Hi,
I have installed gcc-6.3.0 with support for OpenACC and OpenMP for
NVIDIA Quadro K2200 on my "SUSE Linux Enterprise Server 12.2 (x86_64)".
We use CUDA Toolkit 8.0. I've implemented a small program to compute
a dot product with OpenMP device pragmas. Unfortunately, my program
doesn't recognize my NVIDIA GPU.
loki OpenACC 272 gcc -fopenmp dot_prod_accel_OpenMP.c
loki OpenACC 273 a.out
Number of processors: 24
Number of devices: 0
Default device: 0
Execution on host device: yes
sum = 6.000000e+08
loki OpenACC 274
I used the following command to configure "gcc".
loki OpenACC 214 gcc -v
Using built-in specs.
COLLECT_GCC=gcc
COLLECT_LTO_WRAPPER=/usr/local/gcc-6.3.0_accel/libexec/gcc/x86_64-pc-linux-gnu/6.3.0/lto-wrapper
OFFLOAD_TARGET_NAMES=nvptx-none
Target: x86_64-pc-linux-gnu
Configured with: ../gcc-6.3.0/configure --prefix=/usr/local/gcc-6.3.0_accel
--build=x86_64-pc-linux-gnu --host=x86_64-pc-linux-gnu
--target=x86_64-pc-linux-gnu
--enable-offload-targets=nvptx-none=/usr/local/gcc-6.3.0_accel/bin
--with-cuda-driver=/usr/local/cuda/ --enable-languages=c,c++,fortran,lto
--enable-nls --enable-threads=posix --with-gmp-lib=/usr/local/lib64
--with-gmp-include=/usr/local/include --with-mpfr-lib=/usr/local/lib64
--with-mpfr-include=/usr/local/include --with-mpc-lib=/usr/local/lib64
--with-mpc-include=/usr/local/include --with-isl-lib=/usr/local/lib64
--with-isl-include=/usr/local/include
Thread model: posix
gcc version 6.3.0 (GCC)
loki OpenACC 215
Is something wrong with my program, do I need different/more command
line options, or doesn't gcc support offloading to a NVIDIA GPU with
OpenMP device pragmas? Thank you very much for any help in advance.
Kind regards
Siegmar
/* gcc -fopenmp -o dot_prod_accel_OpenMP_gcc dot_prod_accel_OpenMP.c
*
*/
#include <stdio.h>
#include <stdlib.h>
#ifdef _OPENMP
#include <omp.h>
#endif
#define VECTOR_SIZE 100000000 /* vector size (10^8) */
/* heap memory to avoid a segmentation fault due to a stack overflow */
double a[VECTOR_SIZE], /* vectors for dot product */
b[VECTOR_SIZE];
int main (void)
{
double sum;
/* initialize vectors */
#pragma omp target map (from: a, b)
#pragma omp parallel for default(none) shared(a, b)

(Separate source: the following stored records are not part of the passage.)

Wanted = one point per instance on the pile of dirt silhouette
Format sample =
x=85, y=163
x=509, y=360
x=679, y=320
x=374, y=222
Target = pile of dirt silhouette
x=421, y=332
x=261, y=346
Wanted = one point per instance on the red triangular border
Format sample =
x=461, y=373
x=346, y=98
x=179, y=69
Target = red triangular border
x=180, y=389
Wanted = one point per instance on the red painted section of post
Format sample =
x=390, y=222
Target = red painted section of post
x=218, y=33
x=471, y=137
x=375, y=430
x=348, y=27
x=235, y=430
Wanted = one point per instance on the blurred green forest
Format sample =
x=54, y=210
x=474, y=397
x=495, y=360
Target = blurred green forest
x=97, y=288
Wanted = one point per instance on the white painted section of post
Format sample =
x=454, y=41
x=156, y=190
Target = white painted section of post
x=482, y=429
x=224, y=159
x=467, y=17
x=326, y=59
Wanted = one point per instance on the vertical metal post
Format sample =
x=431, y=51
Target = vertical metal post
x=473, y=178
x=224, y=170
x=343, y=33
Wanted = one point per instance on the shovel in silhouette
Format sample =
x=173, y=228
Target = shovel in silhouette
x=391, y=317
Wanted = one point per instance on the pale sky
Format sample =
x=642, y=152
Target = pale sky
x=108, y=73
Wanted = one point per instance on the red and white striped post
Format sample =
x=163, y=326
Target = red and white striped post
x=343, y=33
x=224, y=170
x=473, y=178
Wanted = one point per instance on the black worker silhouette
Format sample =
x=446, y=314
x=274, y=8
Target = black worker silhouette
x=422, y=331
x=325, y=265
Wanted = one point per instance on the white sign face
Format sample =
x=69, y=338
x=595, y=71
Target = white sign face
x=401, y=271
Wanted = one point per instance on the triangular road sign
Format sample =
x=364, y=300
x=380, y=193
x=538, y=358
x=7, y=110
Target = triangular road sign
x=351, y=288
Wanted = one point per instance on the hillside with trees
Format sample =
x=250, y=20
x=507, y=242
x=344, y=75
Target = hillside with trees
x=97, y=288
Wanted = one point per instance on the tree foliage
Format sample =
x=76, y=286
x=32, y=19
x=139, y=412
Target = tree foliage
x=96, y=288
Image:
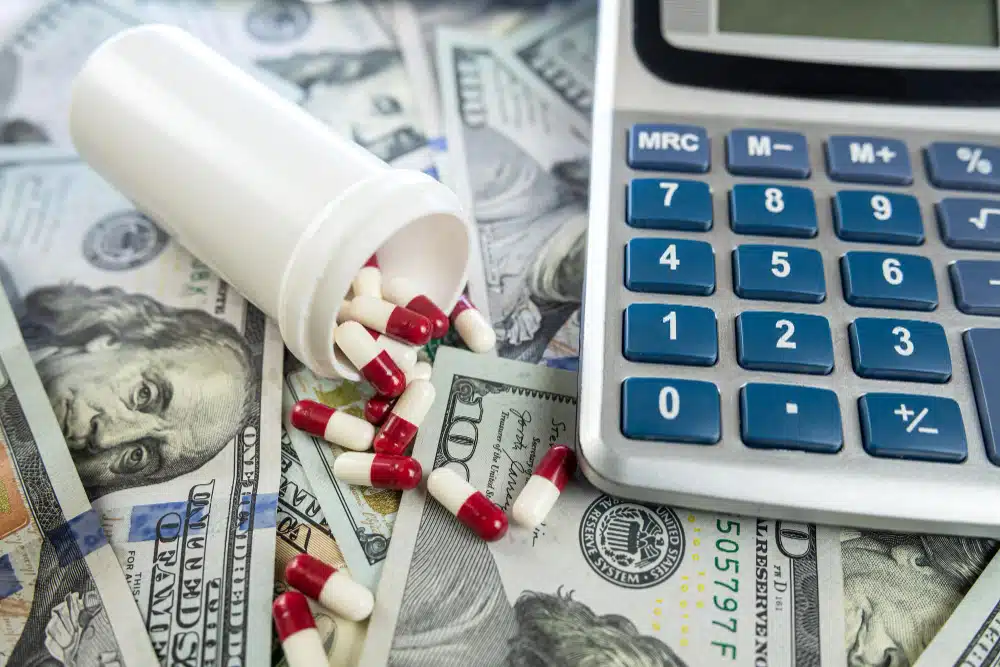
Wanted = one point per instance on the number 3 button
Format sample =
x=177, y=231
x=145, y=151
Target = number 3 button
x=889, y=349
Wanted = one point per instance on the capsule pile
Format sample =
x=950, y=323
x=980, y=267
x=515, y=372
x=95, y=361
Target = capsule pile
x=380, y=330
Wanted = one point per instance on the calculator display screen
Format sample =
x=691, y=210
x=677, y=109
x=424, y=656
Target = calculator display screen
x=954, y=22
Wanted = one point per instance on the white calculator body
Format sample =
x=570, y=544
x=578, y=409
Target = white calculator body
x=792, y=299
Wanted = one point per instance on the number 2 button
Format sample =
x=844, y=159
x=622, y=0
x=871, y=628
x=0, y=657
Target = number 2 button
x=787, y=342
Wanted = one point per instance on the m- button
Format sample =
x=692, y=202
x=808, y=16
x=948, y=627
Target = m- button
x=668, y=148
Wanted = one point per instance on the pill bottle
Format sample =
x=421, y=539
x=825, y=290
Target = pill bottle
x=275, y=202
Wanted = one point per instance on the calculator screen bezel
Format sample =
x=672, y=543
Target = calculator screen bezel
x=802, y=79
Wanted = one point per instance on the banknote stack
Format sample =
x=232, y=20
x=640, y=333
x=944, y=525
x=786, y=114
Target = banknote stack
x=151, y=494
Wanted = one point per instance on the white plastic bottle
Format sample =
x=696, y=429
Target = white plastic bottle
x=283, y=208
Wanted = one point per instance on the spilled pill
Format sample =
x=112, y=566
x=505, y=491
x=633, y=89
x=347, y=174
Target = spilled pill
x=544, y=486
x=402, y=292
x=469, y=505
x=300, y=640
x=332, y=425
x=330, y=587
x=374, y=364
x=399, y=428
x=381, y=471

for (int i = 0; i < VECTOR_SIZE; ++i)
{
a[i] = 2.0;
b[i] = 3.0;
}
#ifdef _OPENMP
printf ("Number of processors: %d\n"
"Number of devices: %d\n"
"Default device: %d\n"
"Execution on host device: %s\n",
omp_get_num_procs (), omp_get_num_devices (),
omp_get_default_device (),
(omp_is_initial_device ()) ? "yes" : "no");
#endif
/* compute dot product */
sum = 0.0;
#pragma omp target map(to:a,b), map(tofrom:sum)
#pragma omp parallel for default(none) shared(a, b) reduction(+:sum)
for (int i = 0; i < VECTOR_SIZE; ++i)
{
sum += a[i] * b[i];
}
printf ("sum = %e\n", sum);
return EXIT_SUCCESS;
}